For the 2022 edition, 10,373 short films were submitted, with 4,701 from the US and 5,673 from other countries, of which 59 shorts were included in the virtual programs. There were a total of 14,849 submissions, including 3,762 feature films. 82 features were selected for the final program of which 91% were world premieres and came from 28 countries. The number of films submitted has grown from the 14,092 received the previous year. This abundance of submissions probably exceeds what other major festivals receive, particularly those which do not embrace digital viewing platforms. The ever increasing shift to streaming distribution reflects the diminishing importance of theatrical markets, of in person film viewing, as mirrored in the acquisitions of SFF films. Arriving with distribution before, or acquired during the festival, were 41 features, half of those in the program. Five of the 16 pre-buyers were streaming or cable companies which also acquired films during the festival in addition to two smaller streamers.


Sundance has excelled in enlarging future oriented programs, like The Space Show a virtual immersive encounter space and the New Frontier simulcast of Sam Green’s “32 Seconds”. The Sundance Institute focuses on creating new work through its labs, digital community platforms, advising ventures, and public platforms connecting audiences and artists. As articulated by Robert Redford, the founder of the Sundance Institute, the festival “is celebrating this generation’s most innovative storytellers… artists [who] have provided a light through the darkest of times”.


SFF 2022 concluded with many awards, 26 from the jury and six from the audience. Among the 2022 film festival sponsors were Acura, AMC+, Adobe, Amazon Studios, Netflix, Warner Media, Canon USA,, Unity Technologies, Indie Wire, LA Times, Variety, and the support from the State of Utah, which also helps to sustain the year round Sundance Film Festival programs for independent artists.


My review focuses on documentary productions elucidating current problem areas which have a data driven approach and a thought provoking execution. They lead the audience towards reflections to use the acquired knowledge for possible action. These documentaries address current persistent problems.


Netflix’s DOWNFALL: THE CASE AGAINST BOEING, a case study of Boeing demonstrates how a dominant US corporation is driven by the quest for increased profit at the careless expense of safety procedures and how the company eludes presumably mandatory supervision by federal agencies. The DOWNFALL will be screened on Netflix starting February 18.
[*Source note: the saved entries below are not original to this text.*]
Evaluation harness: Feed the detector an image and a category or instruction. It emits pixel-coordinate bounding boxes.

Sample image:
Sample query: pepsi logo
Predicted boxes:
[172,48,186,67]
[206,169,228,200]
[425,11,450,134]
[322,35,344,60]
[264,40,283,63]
The unassuming Israeli documentary, TANTURA , investigates the 1948 massacre of several hundred Palestinian civilians by members of an IDF (Israel Defense Forces) Brigade and subsequent efforts to silence any debate of the massacre and erase its record. Funded in part by Israeli agencies, TANTURA echoes several other recent Israeli films critical of Israel’s role in the war of independence and the occupation of Palestinian territories.
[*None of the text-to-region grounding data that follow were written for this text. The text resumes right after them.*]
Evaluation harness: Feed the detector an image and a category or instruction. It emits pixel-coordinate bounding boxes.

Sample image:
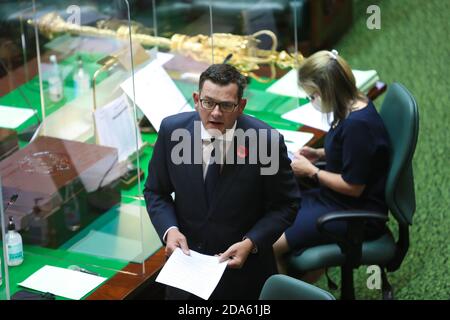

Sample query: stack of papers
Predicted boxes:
[120,55,192,131]
[278,129,314,159]
[19,266,106,300]
[266,69,380,99]
[156,248,228,300]
[281,103,333,131]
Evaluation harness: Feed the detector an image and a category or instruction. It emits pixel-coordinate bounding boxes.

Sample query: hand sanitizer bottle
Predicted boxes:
[6,217,23,267]
[73,56,91,97]
[48,54,64,102]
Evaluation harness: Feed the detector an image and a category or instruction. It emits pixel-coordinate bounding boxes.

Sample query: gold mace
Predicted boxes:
[28,12,303,82]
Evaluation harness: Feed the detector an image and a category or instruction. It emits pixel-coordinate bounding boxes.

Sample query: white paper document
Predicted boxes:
[0,106,35,129]
[120,56,193,131]
[156,248,228,300]
[266,69,380,98]
[281,103,333,131]
[266,69,308,98]
[19,266,106,300]
[94,95,142,162]
[278,129,314,159]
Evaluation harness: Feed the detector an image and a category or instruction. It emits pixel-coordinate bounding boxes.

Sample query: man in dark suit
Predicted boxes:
[144,64,300,299]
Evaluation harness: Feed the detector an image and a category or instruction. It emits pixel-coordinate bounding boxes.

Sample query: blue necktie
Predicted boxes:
[205,138,220,206]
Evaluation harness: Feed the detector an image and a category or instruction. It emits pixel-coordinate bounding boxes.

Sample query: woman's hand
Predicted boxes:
[291,154,317,177]
[295,147,325,163]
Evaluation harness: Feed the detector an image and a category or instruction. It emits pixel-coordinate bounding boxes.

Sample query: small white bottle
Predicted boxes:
[73,56,91,97]
[6,217,23,267]
[48,54,64,102]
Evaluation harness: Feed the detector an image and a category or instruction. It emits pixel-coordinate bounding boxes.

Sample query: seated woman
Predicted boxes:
[274,50,389,273]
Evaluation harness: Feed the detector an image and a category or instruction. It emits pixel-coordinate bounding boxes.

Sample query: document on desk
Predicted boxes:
[156,248,227,300]
[94,95,142,162]
[278,129,314,160]
[120,55,193,131]
[266,69,380,99]
[0,105,35,129]
[19,266,106,300]
[281,103,333,132]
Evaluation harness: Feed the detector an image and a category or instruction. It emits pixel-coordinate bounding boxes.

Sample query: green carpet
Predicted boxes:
[318,0,450,299]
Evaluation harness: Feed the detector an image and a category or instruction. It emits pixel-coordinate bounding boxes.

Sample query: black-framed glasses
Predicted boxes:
[200,99,239,112]
[306,93,318,102]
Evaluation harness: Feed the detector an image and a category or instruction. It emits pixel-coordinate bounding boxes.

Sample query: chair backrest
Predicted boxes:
[380,83,419,225]
[259,274,336,300]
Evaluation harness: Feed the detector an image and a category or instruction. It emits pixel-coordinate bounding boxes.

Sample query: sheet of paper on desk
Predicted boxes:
[156,248,227,300]
[267,69,379,98]
[281,103,333,131]
[19,266,106,300]
[94,95,142,162]
[278,129,314,159]
[266,69,308,98]
[120,55,192,131]
[0,106,35,129]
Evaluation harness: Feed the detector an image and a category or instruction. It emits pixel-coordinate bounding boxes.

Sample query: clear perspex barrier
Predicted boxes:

TERRITORY, which I will review separately in a future post, stands out with superb cinematography and non-directive interviews with indigenous peoples threatened by extinction due to the Brazilian governmental facilitation of the destruction of the amazon rainforest and the few remaining tribal groups living there. Similar to Netflix’s DOWNFALL: THE CASE AGAINST BOEING, TERRITORY presents the notion of the pursuit of profits, a bigger and wealthier Brazil, an excuse espoused by illegal settlers and miners.



DOWNFALL: THE CASE AGAINST BOEING, directed by Rory Kennedy, presents an exemplary and comprehensive analysis of a corporation prioritizing profit over all other considerations. The film explores why a global aircraft maker, with an outstanding safety record of more than 10,000 commercial planes in the air by 2018, crashed two new Boeing's 737 MAX within five months. These disasters killed 346 people. Kennedy’s extensive research is supported by interviews with aviation experts, the families of victims, former Boeing employees including executives, and close to six hundred thousand documents mostly from American federal and foreign agencies. Congressional hearings clearly identify the causes for these man made tragedies. Boeing embraced cost savings policies as imposed by the new management installed after the merger of Boeing and McDonnell Douglas in 1997. After the merger, Boeing’s emphasis shifted from engineering and safety to marketing and profit. In the long run, this shift was responsible for releasing modified versions of the 737 MAX which led to the two crashes. When Airbus introduced the bestselling A 320 in 2010, Boeing had no competing planes and decided to modify the existing 737, a plane designed over 40 years earlier rather than building a costly new 737 from the ground up as Airbus did with its new planes. A new plane would also have required a much longer FAA process delaying delivery of 737 planes and significantly increasing their costs.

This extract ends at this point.